I am trying to implement GDQ method in Julia. Writing code in an imperative schema is a straightforward practice but I feel stuck in rewriting it with functional idioms below is the part of code which I am hanged in. Is it possible to rewrite it in functional schema in an efficient way?
Imperative code:
function coeff_1(points)
m1_ = m1(points)
a_ij(i, j) = m1_[i]/(points[i] - points[j])/m1_[j]
count = length(points)
result = zeros((count, count))
for i = 1:count
for j = 1:count
if (i != j)
result[i, j] = a_ij(i, j)
result[i, i] -= result[i, j]
end
end
end
result
end
Incomplete functional functional implementation:
function coeff_1_functional(points)
m1_ = m1(points)
a_ij(i, j) = m1_[i]/(points[i] - points[j])/m1_[j]
count = length(points)
result = [a_ij(i, j) for i = 1:count, j = 1:count]

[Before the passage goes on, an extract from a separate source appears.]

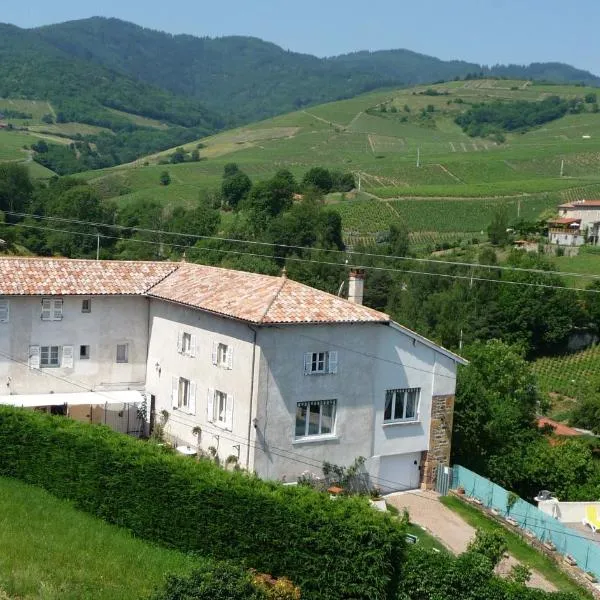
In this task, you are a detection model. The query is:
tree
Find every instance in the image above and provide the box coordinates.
[452,340,540,475]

# the below part is where I stuck, It is both imperative and inefficient
for i = 1:count
result[i, i] = -sum(result[i, :])
end
result
end
This is just a straightforward expression and may not help with the efficiency issue. I won’t really comment on the efficiency issue.
function coeff_f(points)
m = m1(points)
ix = 1:length(points)
a(i,j) = m[i]/(points[i] - points[j])/m[j]
d(i) = -sum(a(i,j) for j = ix if i != j)
[ ((i == j) ? d(i) : a(i,j)) for i = ix, j = ix ]
end
But might it help to define the auxiliary function for the diagonal entries? Put the condition only there and then compute the diagonal separately.
By putting the diagonal condition in the auxiliary, I mean this: instead of NaN, make a(i,j) zero on the diagonal, so it can be used more freely.
function coeff_g(points)
m = m1(points)
ix = 1:length(points)
a(i,j) = (i == j) ? 0.0 : m[i]/(points[i] - points[j])/m[j]
d(i) = -sum(a(i,j) for j = ix)
[ a(i,j) for i = ix, j = ix ] + diagm([ d(i) for i = ix ])
end
If you refer to my two versions, I think the second version is just a nicer expression. Making a(i,j) defined, as 0.0, on the diagonal made it usable without the conditions.
The following should also do the work. It is both short and hopefully quick. Unfortunately, because m_1 isn’t detailed in the question, it is hard to make sure everything is 100% correct. So, I’ve googled GDQ to look for the value of m_1 and added a function to calculate it which might be cleaner than the current implementation you have.
This also defines the useful setdiag! function, but makes it both mutating and returning the mutated object, which plays nicely in composition with further processing.
The use of inv.(m1) is important because doing 1/x is slow on most computers and is better done only once per element of m1.
The code:
setdiag!(m,v) = begin foreach(i->m[i,i]=v[i],1:length(v)) ; m end
m_1(points) = prod(setdiag!(points.-points',ones(length(points))),2)
function coeff_1_functional(points)
m1 = m_1(points)
result = setdiag!(m1.*inv.(points.-points').*inv.(m1)',zeros(length(points)))
return setdiag!(result,-sum(result,2))
end
function m1(points)
function m1_map(row_point)
row_reduce(prod_, point) = ifelse(point != row_point, (row_point - point) * prod_, prod_)
reduce(row_reduce, 1, points)
end
map(m1_map, points)
end
The most interesting thing about your vectorized implementation is that parts are putted together in a nice way, some code reuse but again it is not as efficient as imperative one. Maybe here the best way is to use C like code.
Now with the m1 implementation, I could check both functions give the same results (Yep!). Benchmarking shows my m_1 is 10x faster. As for the coeff_1, the loop code in the original question 2x faster than my coeff_1_functional in Julia 0.5 and about the same on Julia 0.6 (which enjoys better optimization of vectorized operations).